Así que seguí asando esos pollos de los martes por la noche. Porque incluso este hombre, que había llegado a creer que yo conspiraba activamente para arruinar su vida, no podía morder uno de esos muslos perfectamente sazonados y no saborear el amor incondicional. El amor de una esposa.
Me reconocería, y volvería a sí mismo, a los dos, porque ¿dónde más podría ir? Nos pertenecíamos el uno al otro.
Amaba a mi marido. Le amaba tanto. En realidad nunca dejé de hacerlo.
Sólo dejé de venir a casa.
Una semana después de irme recibí un largo texto de disculpa. Párrafos que incluían las palabras “Haría cualquier cosa por oler uno de tus pollos en el horno”.
Ahora me parece hilarante que intentara tentarme para volver a casa pidiéndome que le cocinara una comida. Sin embargo, en aquel momento no fue del todo ineficaz. Me hizo volver a la ilusión de un hogar que flota en el aroma de una cena preparada con esmero. Los recuerdos me hicieron temblar las manos.
Una vez que me mudé, asé más pollos. Para bautizar mi nuevo apartamento, para alimentar a los amigos que se maravillaban de lo bien que parecía irme, dadas las circunstancias. Caí en la cuenta de que aquellas aves doradas eran el último acto de amor, aderezado con ajo, y nadie se lo merecía más que ellas. Los hice porque, una vez que nos hubiéramos comido hasta el último bocado, podría hervir los huesos en una sopa que tuviera un sabor aún más profundo a comodidad. Del hogar y la familia, y de todas esas nociones aparentemente fijas que habían dado un vuelco en tan sólo unas semanas.

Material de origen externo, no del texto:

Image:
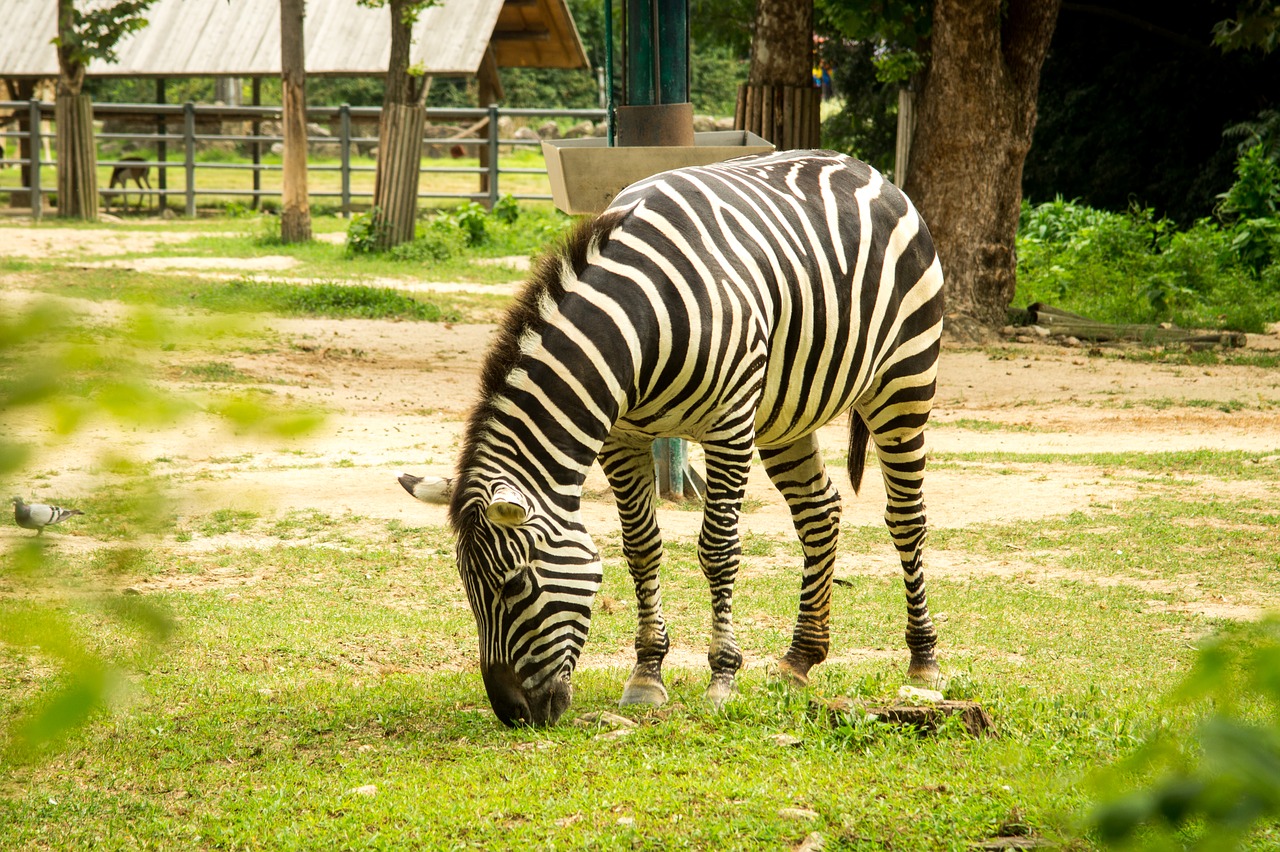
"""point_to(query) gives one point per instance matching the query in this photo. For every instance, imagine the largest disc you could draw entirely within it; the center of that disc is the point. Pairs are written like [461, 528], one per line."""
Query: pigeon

Toda esa bondad que afirma la vida, la fuerza y la energía enterrada en el tuétano, se extrajo cuando se encontró en agua caliente.
Al igual que yo.
Cuando finalmente empecé a salir con alguien, acordamos mantenerlo casual. En mi cocina, llena de bravuconería y de IPAs, le solté una frase que había probado con mis amigas unas noches antes: “Es difícil ser una mujer: Alguien hace que te corras unas cuantas veces y lo siguiente que sabes es que hay un maldito pollo en el horno.”